Substitutions & Swaps
- Chicken thighs for chicken breast.
- Honey can be replaced with agave syrup.
- Scallions can be swapped with bell peppers.
- Cornstarch can be substituted with arrowroot powder.
How to Make It
Grilling these skewers is a straightforward process that ensures delicious results.
Soak the skewers
Soak wooden skewers in a shallow bowl of water for at least 30 minutes. This prevents burning when grilling.
Prepare the chicken and scallions
Cut chicken into bite-sized pieces and cut scallions into 2-3 inch pieces.

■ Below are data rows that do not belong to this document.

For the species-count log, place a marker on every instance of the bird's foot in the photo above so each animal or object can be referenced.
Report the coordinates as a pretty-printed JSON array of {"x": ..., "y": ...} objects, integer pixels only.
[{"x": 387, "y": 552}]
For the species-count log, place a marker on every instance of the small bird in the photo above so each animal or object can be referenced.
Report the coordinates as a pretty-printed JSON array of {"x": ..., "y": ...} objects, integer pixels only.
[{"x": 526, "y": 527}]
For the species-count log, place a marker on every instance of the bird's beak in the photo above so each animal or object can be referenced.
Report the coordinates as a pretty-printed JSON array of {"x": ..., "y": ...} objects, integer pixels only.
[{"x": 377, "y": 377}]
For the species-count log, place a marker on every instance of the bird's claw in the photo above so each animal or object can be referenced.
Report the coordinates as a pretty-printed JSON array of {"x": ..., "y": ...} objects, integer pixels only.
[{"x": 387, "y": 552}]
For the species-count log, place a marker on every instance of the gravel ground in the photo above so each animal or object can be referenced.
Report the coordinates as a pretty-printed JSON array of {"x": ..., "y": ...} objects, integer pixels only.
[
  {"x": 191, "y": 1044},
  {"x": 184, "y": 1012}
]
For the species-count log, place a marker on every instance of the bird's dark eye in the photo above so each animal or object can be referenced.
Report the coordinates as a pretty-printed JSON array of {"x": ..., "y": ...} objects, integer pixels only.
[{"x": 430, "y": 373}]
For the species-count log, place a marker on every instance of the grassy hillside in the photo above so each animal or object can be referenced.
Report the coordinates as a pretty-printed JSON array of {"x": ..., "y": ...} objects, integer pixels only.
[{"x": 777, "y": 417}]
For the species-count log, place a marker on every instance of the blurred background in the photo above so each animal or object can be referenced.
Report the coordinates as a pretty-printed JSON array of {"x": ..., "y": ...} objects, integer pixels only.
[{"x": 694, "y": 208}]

This allows for even cooking on the grill.

Make the sauce
Whisk together soy sauce, brown sugar, minced ginger, minced garlic, honey, sesame oil, and rice vinegar in a saucepan over medium heat. Bring to a boil while whisking constantly to ensure it’s well combined.
Thicken the sauce
Lower the heat, combine cornstarch with 3 Tbsp. of water to make a slurry, and pour this into the sauce. Whisk it all together and let it simmer until thickened.
Coat the chicken
Remove the sauce from heat and pour into a large bowl. Add the chicken to the sauce, tossing until the pieces are well coated.
Preheat and grill
Preheat your grill to 400 degrees Fahrenheit. Thread the marinated chicken and scallions onto the soaked wooden skewers. Grill for 10 minutes on one side, then flip and grill another 8-10 minutes, ensuring the chicken reaches an internal temperature of 165 degrees. Baste the chicken with additional teriyaki sauce for extra flavor.
Serve
Once grilled to perfection, remove the skewers from the grill and garnish with sesame seeds, if desired. Serve hot and enjoy!
How to Store It
Fridge: Store in an airtight container for up to 4 days.
Freezer: Yes, for up to 3 months if cooked.
Reheat: Microwave for 1-2 minutes or until warm.
Tips for Best Results
- Marinate the chicken for at least 1 hour for ultimate flavor.
- Keep a close eye on the grill to prevent burning.
- Use a meat thermometer for accurate cooking.
- Allow the skewers to rest for a few minutes before serving.
Serving Suggestions
- Pair with steamed rice or a fresh green salad.
- Serve with a side of grilled vegetables for a complete meal.
- Enjoy as an appetizer with dipping sauces like sriracha or hoisin.